Trazia na cara aquele jeitão ávido de quem perdera muito tempo na vida. Sucumbiu com naturalidade singular às relações plurais.

Hoje, ao atingir de fato os 40, padece os males de uma velhice precoce. Enfrenta dissabores típicos de quem esqueceu de maneirar.

Com deficiência neurológica, o PT não consegue compreender sua própria realidade. Ainda não se deu conta de que tem um enorme passado pela frente.

Acorrentado a Lula e à fábula da perseguição, o partido se confunde com a imagem do dono. Mantém os pendores hegemônicos. Mas já não consegue liderar o que se convencionou chamar de "esquerda".

Batizada de 'Festival PT 40 anos', a festa de aniversário do PT oferece três dias de tédio. Exibe algo que Cazuza chamaria de museu de grandes novidades.

Lula discursará neste sábado como principal atração do evento, que ocorre no Circo Voador, no Rio de Janeiro. Despejará sobre o microfone ideias que não correspondem aos fatos.

Não é que Lula tenha se tornado igual aos políticos que atacava. O problema é que Lula ficou diferente do personagem que ele dizia ser. Sua piscina está cheia de ratos.

Em novembro de 2002, falando à Folha, o historiador inglês Eric Hobsbawm disse ter visto na vitória que levou Lula ao Planalto um dos poucos eventos do começo do século 21 que inspiravam "esperança".

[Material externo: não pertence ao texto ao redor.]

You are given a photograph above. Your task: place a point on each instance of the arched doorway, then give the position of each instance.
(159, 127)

No prefácio de um livro lançado em dezembro de 2002 ("Lula, o filho do Brasil", de Denise Paraná), o escritor Antônio Cândido enxergou no PT um partido "vivo", capaz "de escolher no arsenal ideológico os instrumentos adequados à ação política transformadora desse Brasil pesado de iniquidades seculares".

No mesmo livro de Denise Paraná, à altura da página 147, Lula pintou assim o seu autorretrato:

"(...) Se eu não tivesse algumas [qualidades pessoais] não teria chegado aonde cheguei. Eu não sou bobo. Acho que cheguei aonde cheguei pela fidelidade aos propósitos que não são meus, são de centenas, milhares de pessoas."

Decorridas quase duas décadas, o Lula de 2020 não faz jus nem às avaliações de Hobsbawm e Cândido nem à imagem que fazia de si mesmo. Ele agora reivindica a condição de bobo.

A "esperança" foi derrotada pelo dinheiro. Tomado de assalto por vivaldinos, o partido "vivo" flerta com o pior tipo de morte: a irrelevância.

Lula nunca soube de nada. Mas as nove ações penais que coleciona indicam que, no seu caso, nada é um vocábulo que ultrapassa tudo.

Como não enxerga no espelho a figura de um desbravador do Código Penal, Lula recusa a ideia da autocrítica. Admite, no máximo, que o PT "cometeu erros".

Ao usar a palavra "erro" como eufemismo para corrupção, Lula revela uma desconexão voluntária com a realidade. Virou paródia grotesca do heroi idílico do PT.

Lula vendeu os ideais para financiar sua aventura. Trocou o ascetismo pela propina. Daquele sonho de 40 anos atrás só sobrou o esboço de um epitáfio: "Cometemos erros."